THE SWALLOW-TAILED KITE (Elanoides furcatus).

The forked tail which is characteristic of the Kites reaches in the present species its greatest development, so that the name of Swallow-tailed Kite is by no means inappropriate. On five occasions the bird has been captured in England, and it is doubtless during its migration that the bird is driven to Britain by some adverse wind. Its range is extensive, as it is numerous during the summer in some of the southern States of North America, and it migrates to South America, whence it frequently appears in collections from Brazil and Columbia. Mr. Audubon gives the following account of the Swallow-tailed Kite:—“The flight of this elegant species of Hawk is singularly beautiful and protracted. It moves through the air with such ease and grace, that it is impossible for any individual, who takes the least pleasure in observing the manners of birds, not to be delighted by the sight of it whilst on the wing. Gliding along in easy flappings, it rises in wide circles to an immense height, inclining in various ways its deeply-forked tail, to assist the direction of its course; dives with the rapidity of lightning, and, suddenly checking itself, re-ascends, soars away, and is soon out of sight. At other times, a flock of these birds, amounting to fifteen or twenty individuals, is seen hovering around the trees. They dive in rapid succession amongst the branches, glancing along the trunks, and seizing in their course the insects and small lizards of which they are in quest. Their motions are astonishingly rapid, and the deep curves which they describe, their sudden doublings and crossings, and the extreme ease with which they seem to cleave the air, excite the admiration of him who views them while thus employed in searching for food.

“In the States of Louisiana and Mississippi, where these birds are abundant, they arrive in large companies in the beginning of April, and are heard uttering a sharp plaintive note.
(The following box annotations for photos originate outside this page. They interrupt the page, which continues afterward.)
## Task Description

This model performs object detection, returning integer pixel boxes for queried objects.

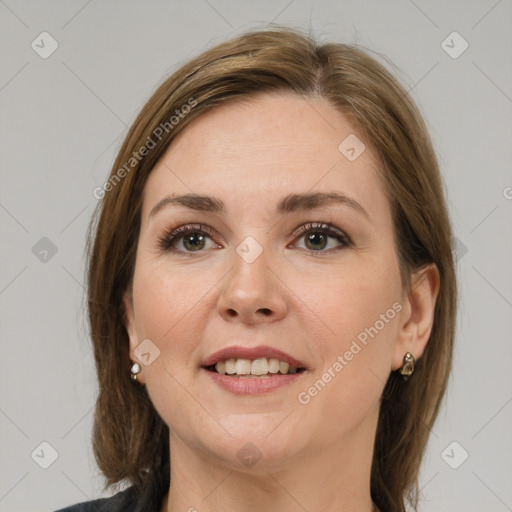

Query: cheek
[134,261,215,366]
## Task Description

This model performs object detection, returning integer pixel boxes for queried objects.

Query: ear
[123,290,144,384]
[392,263,439,370]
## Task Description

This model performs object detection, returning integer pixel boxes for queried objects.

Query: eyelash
[157,222,352,256]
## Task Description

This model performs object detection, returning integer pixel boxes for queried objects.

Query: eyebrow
[149,192,370,220]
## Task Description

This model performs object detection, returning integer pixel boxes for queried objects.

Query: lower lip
[204,370,306,395]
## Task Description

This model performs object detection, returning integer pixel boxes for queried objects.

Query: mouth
[202,345,307,379]
[204,357,306,379]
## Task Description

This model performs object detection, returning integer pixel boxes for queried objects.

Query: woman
[56,27,456,512]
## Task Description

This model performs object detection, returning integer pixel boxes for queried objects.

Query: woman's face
[125,94,416,469]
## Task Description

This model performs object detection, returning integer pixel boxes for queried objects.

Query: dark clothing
[56,466,169,512]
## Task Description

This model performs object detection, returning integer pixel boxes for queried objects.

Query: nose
[218,244,288,324]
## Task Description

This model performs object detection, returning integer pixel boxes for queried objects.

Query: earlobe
[392,263,440,370]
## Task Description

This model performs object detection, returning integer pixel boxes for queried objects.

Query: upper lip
[201,345,307,369]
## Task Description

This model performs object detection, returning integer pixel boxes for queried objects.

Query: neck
[162,406,377,512]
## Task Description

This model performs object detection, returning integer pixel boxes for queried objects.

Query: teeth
[215,357,297,375]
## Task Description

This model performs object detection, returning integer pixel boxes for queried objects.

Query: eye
[293,222,350,252]
[157,224,220,254]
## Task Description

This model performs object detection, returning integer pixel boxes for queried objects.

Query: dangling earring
[130,363,142,384]
[398,352,416,380]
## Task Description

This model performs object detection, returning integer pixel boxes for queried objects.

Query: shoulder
[56,487,138,512]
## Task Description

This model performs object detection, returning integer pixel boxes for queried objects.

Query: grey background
[0,0,512,512]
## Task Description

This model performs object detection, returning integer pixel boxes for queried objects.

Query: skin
[125,93,439,512]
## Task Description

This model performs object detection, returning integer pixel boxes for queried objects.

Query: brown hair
[88,26,457,512]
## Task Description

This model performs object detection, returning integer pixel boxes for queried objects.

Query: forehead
[143,94,386,217]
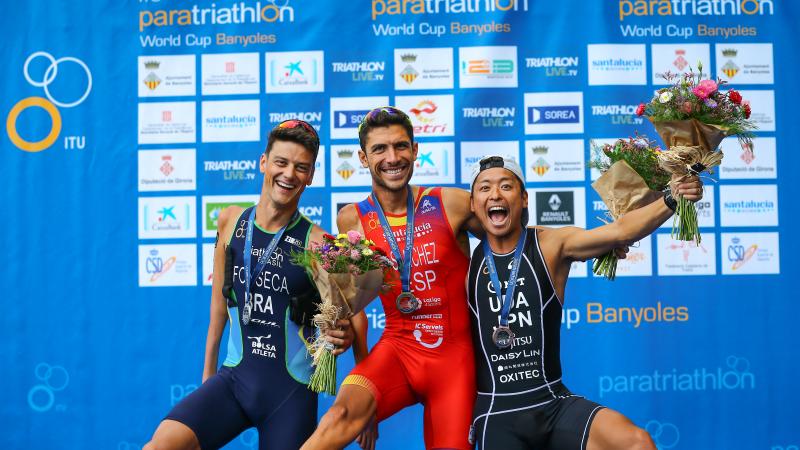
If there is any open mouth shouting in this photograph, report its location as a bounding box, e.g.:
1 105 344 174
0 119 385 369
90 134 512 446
486 205 508 227
381 164 408 181
275 180 297 195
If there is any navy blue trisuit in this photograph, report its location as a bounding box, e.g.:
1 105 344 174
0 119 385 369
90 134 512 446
166 208 317 450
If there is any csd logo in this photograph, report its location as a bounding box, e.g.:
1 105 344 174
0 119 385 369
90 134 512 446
6 52 92 152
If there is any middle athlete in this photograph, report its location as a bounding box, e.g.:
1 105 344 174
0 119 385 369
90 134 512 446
303 107 480 449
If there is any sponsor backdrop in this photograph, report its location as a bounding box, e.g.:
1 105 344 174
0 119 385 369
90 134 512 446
0 0 800 450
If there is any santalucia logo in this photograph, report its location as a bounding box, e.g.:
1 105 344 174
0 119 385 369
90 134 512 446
6 51 92 152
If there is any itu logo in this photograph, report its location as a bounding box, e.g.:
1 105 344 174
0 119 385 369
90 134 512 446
6 51 92 153
28 362 69 412
644 420 681 450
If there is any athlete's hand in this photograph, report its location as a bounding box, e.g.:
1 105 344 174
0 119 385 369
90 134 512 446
356 416 378 450
669 175 703 202
325 319 355 356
At this period I generally remarked that they came from the westward, and have counted upwards of a hundred in the space of an hour, passing over me in a direct easterly course. At that season, and in the beginning of September when they all retire from the United States, they are easily approached when they have alighted, being then apparently fatigued, and busily engaged in preparing themselves for continuing their journey, by dressing and oiling their feathers. At all other times, however, it is extremely difficult to get near them, as they are generally on wing through the day, and at night rest on the highest pines and cypresses, bordering the river-bluffs, the lakes, or the swamps of that district of country.